The Drug Controller General of India (DCGI) has granted permission to manufacture and sell Glenmark pharmaceuticalsFavipiravir for Covid-19.

Sources said that the approval has been given under “restricted use” in mild to moderate cases of Covid-19 infection.

The approval for Favipiravir 200 mg tablet has been given following the recommendation of special Subject Expert Committee (SEC) on Covid-19.

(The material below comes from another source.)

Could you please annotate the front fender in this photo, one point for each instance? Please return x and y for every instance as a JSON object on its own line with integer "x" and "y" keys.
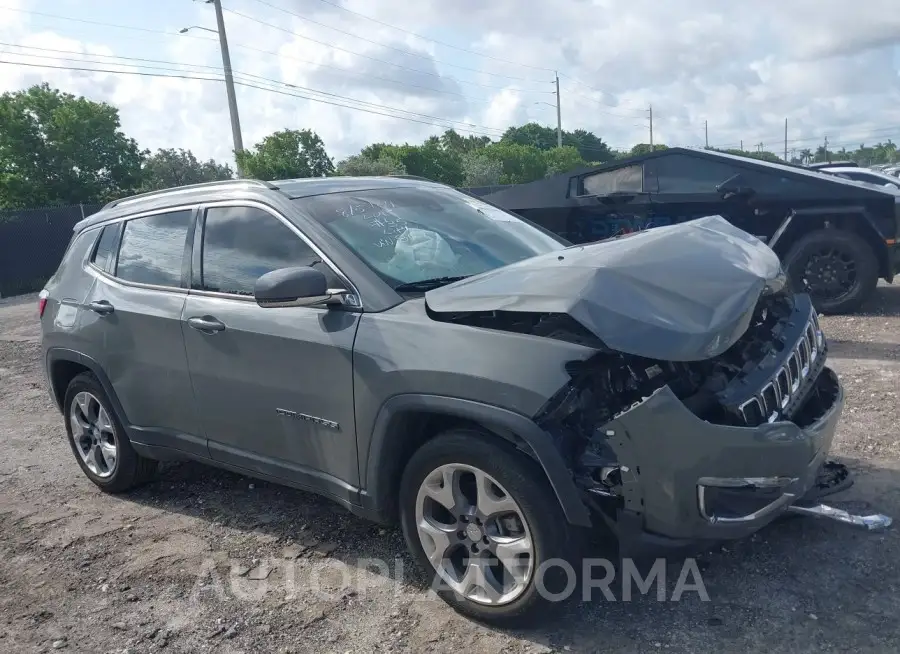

“Under an accelerated approval process at the Central Drugs Standard Control Organisation (CDSCO), the Subject Expert Committee (SEC) has recommended the grant of permission to manufacture and market Glenmark Pharmaceuticals’ Favipiravir, 200 mg tablet,” sources added.

The approval comes with a caveat that the company will have to submit a copy of the informed consent and report of the ongoing clinical trials within three months. The SEC has also recommended that the drug should be used with caution in patients with a history of abnormalities in metabolism of uric acid.

It also asked the company that post-marketing surveillance should be conducted on the first 1000 patients to access safety and efficacy of the drug.

Glenmark had started Phase III clinical trials after it received permission from the DCGI in May 2020.

Favipiravir, one of the potential drug candidates for the treatment of COVID-19, is also undergoing clinical trials for Covid-19 in various countries including US, China, Japan, Italy, South Korea and Russia.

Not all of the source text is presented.